Why should additional rewrite rules for apache not work? With Plesk 12.5, you have TWO choices, either apache/nginx, or apache-only usage. Additional apache directives are similar to ".htaccess" - files, with the difference, that you save your rules in the configuration file, instead of at the ".htaccess" - files. Just like with nginx, the additional directives are placed in an additional "*.conf" - file, which is already included with the basic apache - configuration:

Include "/var/www/vhosts/system/DOMAIN.COM-OR-SUB.DOMAIN.COM/conf/vhost.conf"
and
Include "/var/www/vhosts/system/DOMAIN.COM-OR-SUB.DOMAIN.COM/conf/vhost_ssl.conf"​

So is the Plesk GUI for NGINX additional directives designed to accommodate anything we would need related to NGINX rewrite rules providing the formatting, etc. is correct per your comments above?

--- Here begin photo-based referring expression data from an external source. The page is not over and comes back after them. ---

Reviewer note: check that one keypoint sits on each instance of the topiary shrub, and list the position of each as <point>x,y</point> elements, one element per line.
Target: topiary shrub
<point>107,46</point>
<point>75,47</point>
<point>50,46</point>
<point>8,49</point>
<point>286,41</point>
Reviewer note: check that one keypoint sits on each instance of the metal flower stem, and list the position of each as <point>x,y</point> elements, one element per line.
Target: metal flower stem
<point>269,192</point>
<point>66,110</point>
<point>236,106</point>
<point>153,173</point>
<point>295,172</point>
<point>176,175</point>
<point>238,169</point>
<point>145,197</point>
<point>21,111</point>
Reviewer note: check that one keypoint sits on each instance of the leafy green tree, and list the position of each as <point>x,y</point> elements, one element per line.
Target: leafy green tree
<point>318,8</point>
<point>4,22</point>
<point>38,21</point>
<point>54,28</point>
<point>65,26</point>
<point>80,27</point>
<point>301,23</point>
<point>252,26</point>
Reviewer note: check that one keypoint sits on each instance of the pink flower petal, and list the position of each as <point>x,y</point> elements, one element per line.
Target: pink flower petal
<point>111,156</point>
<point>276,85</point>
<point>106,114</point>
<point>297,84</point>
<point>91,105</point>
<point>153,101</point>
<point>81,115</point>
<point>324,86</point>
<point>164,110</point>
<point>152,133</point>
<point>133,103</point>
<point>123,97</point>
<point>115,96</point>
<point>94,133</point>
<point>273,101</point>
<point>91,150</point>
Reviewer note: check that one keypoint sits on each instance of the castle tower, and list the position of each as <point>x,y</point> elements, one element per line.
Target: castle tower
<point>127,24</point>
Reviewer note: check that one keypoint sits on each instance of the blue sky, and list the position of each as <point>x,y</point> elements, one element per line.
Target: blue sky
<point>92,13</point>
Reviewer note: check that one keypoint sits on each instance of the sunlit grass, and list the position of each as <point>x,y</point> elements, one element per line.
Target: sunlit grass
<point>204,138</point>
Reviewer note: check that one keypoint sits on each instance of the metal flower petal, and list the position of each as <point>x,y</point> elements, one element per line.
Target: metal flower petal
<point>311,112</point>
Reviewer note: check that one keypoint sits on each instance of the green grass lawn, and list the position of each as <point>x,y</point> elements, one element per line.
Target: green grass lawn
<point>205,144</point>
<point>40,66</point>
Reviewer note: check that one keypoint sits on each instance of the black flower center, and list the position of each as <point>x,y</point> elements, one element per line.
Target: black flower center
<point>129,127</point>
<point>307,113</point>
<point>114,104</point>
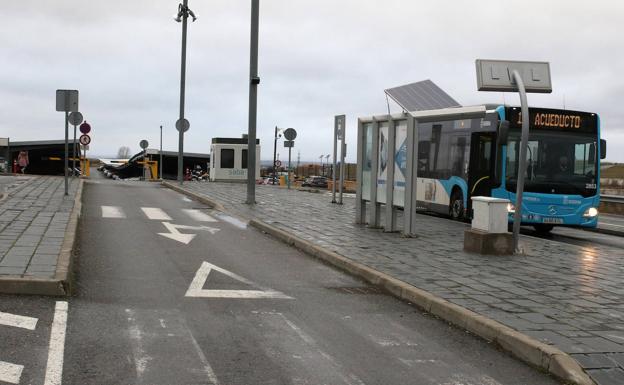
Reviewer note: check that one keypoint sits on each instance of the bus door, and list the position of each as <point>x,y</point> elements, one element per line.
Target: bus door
<point>481,167</point>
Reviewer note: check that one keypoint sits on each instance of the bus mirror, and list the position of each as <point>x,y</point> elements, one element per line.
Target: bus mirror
<point>592,153</point>
<point>503,132</point>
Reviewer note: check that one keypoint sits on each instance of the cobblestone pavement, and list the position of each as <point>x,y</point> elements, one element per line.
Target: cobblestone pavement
<point>33,219</point>
<point>565,295</point>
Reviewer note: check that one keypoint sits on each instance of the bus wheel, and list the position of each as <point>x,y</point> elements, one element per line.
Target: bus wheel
<point>456,207</point>
<point>543,229</point>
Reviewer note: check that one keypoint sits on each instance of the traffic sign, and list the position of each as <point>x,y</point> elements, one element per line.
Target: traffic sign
<point>182,124</point>
<point>85,139</point>
<point>67,100</point>
<point>85,127</point>
<point>75,118</point>
<point>290,134</point>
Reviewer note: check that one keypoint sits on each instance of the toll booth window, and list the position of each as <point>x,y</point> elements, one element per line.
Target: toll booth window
<point>227,158</point>
<point>244,159</point>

Again, the Plesk Control Panel is just a HELP here. Due to the fact that the possible additional configuration is already included with

include "/var/www/vhosts/system/DOMAIN.COM-OR-SUB.DOMAIN.COM/conf/vhost_nginx.conf​

the existing boxes over the Plesk Control Panel for additional directives makes it just easier for you insert additional directives - nothing more. Plesk itself doesn't care about "correct" inserts, the webserver ( apache/nginx ) itself checks, if the additional directives are usable. Plesk will only show the possible error - messages from your webserver, when you inserted incorrect/double/misconfigured directives.

If you need further answers to your webservers, pls consider to read the official documents:

http://httpd.apache.org/docs/
and
http://nginx.org/en/docs/​

 

[Gregory Matthews]

... thanks again for your help. I'm also going to update to Onyx as soon as it becomes available. Have a good day.